CREATE ASSERTION INCUMBENTS_Sequenced_Referential_Integrity CHECK (NOT EXISTS ( SELECT * FROM INCUMBENTS AS I -- there was a row valid in INCUMBENTS.PCN when I started WHERE NOT EXISTS ( SELECT * FROM POSITIONS AS P WHERE I.PCN = P.PCN AND P.START_DATE <= I.START_DATE AND I.START_DATE < P.END_DATE) -- there was a row valid in INCUMBENTS.PCN when I ended OR NOT EXISTS ( SELECT * FROM POSITIONS AS P WHERE I.PCN = P.PCN AND P.START_DATE < I.END_DATE AND I.END_DATE <= P.END_DATE) -- there are no holes in INCUMBENTS.PCN during I's period of validity OR EXISTS ( SELECT * FROM POSITIONS AS P WHERE I.PCN = P.PCN AND I.START_DATE < P.END_DATE AND P.END_DATE < I.END_DATE AND NOT EXISTS ( SELECT * FROM POSITIONS AS P2 WHERE P2.PCN = P.PCN AND P2.START_DATE <= P.END_DATE AND P.END_DATE < P2.END_DATE))) )
Listing 2. A sequenced referential integrity constraint.
If we are assured that the histories in the referenced table are contiguous-that there are no holes in these histories-then sequenced referential integrity is easier to express, as are two assertions.
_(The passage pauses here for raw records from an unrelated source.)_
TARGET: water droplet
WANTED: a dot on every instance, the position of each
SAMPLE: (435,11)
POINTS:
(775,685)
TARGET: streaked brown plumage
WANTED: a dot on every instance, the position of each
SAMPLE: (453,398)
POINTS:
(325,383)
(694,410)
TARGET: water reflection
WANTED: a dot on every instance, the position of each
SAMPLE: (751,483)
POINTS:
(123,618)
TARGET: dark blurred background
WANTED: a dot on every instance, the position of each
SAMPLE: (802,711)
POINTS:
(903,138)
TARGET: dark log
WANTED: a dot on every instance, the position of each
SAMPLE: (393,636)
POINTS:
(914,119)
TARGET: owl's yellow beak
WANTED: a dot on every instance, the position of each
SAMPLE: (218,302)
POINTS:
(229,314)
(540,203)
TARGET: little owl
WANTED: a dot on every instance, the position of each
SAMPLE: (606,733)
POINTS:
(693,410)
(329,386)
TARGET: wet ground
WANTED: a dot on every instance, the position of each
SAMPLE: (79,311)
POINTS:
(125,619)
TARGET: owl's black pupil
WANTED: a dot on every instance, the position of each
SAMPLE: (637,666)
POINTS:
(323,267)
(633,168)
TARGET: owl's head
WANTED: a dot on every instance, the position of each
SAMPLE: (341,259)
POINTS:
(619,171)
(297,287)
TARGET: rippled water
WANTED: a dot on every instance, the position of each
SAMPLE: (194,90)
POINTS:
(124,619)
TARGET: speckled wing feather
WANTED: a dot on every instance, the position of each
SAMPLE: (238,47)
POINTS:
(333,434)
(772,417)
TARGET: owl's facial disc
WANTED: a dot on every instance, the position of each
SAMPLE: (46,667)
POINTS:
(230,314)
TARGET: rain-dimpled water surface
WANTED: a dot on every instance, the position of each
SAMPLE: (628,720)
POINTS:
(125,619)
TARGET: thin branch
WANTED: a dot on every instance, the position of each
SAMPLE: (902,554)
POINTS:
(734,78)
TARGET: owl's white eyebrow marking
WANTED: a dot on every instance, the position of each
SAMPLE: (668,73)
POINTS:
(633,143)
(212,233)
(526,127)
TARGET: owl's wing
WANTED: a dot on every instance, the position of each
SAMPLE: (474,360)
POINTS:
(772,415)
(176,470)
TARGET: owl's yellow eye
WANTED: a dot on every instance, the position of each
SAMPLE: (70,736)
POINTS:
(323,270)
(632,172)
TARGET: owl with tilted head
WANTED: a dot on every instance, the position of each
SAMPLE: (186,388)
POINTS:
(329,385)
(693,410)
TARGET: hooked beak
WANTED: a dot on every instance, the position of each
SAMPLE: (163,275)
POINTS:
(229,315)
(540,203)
Requiring a contiguous history (see Listing 3) is a nonsequenced constraint. Unlike a sequenced constraint, which must be true independently at each point in time, a nonsequenced constraint requires examining the table at multiple points in time. The absence of a PCN on a particular day constitutes a hole in the history only if there is a PCN for this SSN present both before and after this date.
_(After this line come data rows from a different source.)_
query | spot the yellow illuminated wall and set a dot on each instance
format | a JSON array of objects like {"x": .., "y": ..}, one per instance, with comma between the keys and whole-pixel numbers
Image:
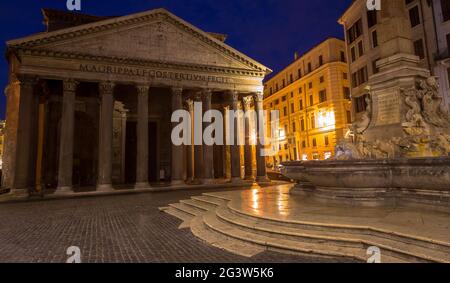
[{"x": 312, "y": 96}]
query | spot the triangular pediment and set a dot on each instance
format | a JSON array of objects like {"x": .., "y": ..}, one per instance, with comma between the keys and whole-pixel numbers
[{"x": 155, "y": 35}]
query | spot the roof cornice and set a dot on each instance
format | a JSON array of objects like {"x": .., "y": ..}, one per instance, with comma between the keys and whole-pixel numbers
[
  {"x": 137, "y": 62},
  {"x": 161, "y": 14}
]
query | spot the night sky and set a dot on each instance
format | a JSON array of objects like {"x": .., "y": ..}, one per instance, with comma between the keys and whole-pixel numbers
[{"x": 269, "y": 31}]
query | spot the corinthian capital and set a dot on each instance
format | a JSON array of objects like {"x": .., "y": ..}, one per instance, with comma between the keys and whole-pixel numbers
[
  {"x": 176, "y": 90},
  {"x": 142, "y": 89},
  {"x": 106, "y": 88},
  {"x": 259, "y": 96},
  {"x": 70, "y": 85}
]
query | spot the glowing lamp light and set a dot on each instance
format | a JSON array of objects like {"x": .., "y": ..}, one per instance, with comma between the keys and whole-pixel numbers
[
  {"x": 282, "y": 134},
  {"x": 326, "y": 119}
]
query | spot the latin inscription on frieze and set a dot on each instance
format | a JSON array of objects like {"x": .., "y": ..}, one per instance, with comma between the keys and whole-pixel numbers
[
  {"x": 152, "y": 74},
  {"x": 388, "y": 108}
]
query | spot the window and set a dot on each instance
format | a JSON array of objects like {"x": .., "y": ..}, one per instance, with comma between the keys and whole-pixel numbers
[
  {"x": 343, "y": 59},
  {"x": 375, "y": 69},
  {"x": 354, "y": 32},
  {"x": 360, "y": 103},
  {"x": 448, "y": 44},
  {"x": 360, "y": 49},
  {"x": 371, "y": 18},
  {"x": 445, "y": 5},
  {"x": 414, "y": 16},
  {"x": 323, "y": 96},
  {"x": 347, "y": 93},
  {"x": 359, "y": 77},
  {"x": 418, "y": 48},
  {"x": 374, "y": 39},
  {"x": 349, "y": 117}
]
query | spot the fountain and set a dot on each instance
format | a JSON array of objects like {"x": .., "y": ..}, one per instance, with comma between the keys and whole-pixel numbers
[{"x": 398, "y": 152}]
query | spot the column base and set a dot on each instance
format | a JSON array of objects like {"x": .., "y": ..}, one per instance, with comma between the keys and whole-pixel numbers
[
  {"x": 105, "y": 188},
  {"x": 18, "y": 194},
  {"x": 143, "y": 185},
  {"x": 237, "y": 180},
  {"x": 177, "y": 183},
  {"x": 262, "y": 179},
  {"x": 64, "y": 190},
  {"x": 209, "y": 181},
  {"x": 249, "y": 179},
  {"x": 197, "y": 182}
]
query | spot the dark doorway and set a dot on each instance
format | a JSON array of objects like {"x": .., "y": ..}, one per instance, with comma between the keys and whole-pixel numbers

CREATE ASSERTION POSITIONS_Contiguous_History CHECK (NOT EXISTS ( SELECT * FROM POSITIONS AS P, POSITIONS AS P2 WHERE P.END_DATE < P2.START_DATE AND P.PCN = P2.PCN AND NOT EXISTS ( SELECT * FROM POSITIONS AS P3 WHERE P3.PCN = P.PCN AND (((P3.START_DATE <= P.END_DATE) AND (P.END_DATE < P3.END_DATE)) OR ((P3.START_DATE < P2.START_DATE) AND (P2.START_DATE <= P3.END_DATE))))) )
Listing 3. Ensuring there are no holes in the history.
Given that there are no holes, we can check for containment of the referencing period of validity by the contiguous history in the referenced table by simply checking the delimiting instants of the referencing period of validity (see Listing 4).
CREATE ASSERTION INCUMBENTS_Sequenced_Referential_Integrity CHECK (NOT EXISTS ( SELECT * FROM INCUMBENTS AS I WHERE NOT EXISTS ( SELECT * FROM POSITIONS AS P WHERE I.PCN = P.PCN AND P.START_DATE <= I.START_DATE AND I.START_DATE < P.END_DATE) OR NOT EXISTS ( SELECT * FROM POSITIONS AS P WHERE I.PCN = P.PCN AND P.START_DATE < I.END_DATE AND I.END_DATE <= P.END_DATE))) )
Listing 4. Sequenced referential integrity assuming a contiguous history.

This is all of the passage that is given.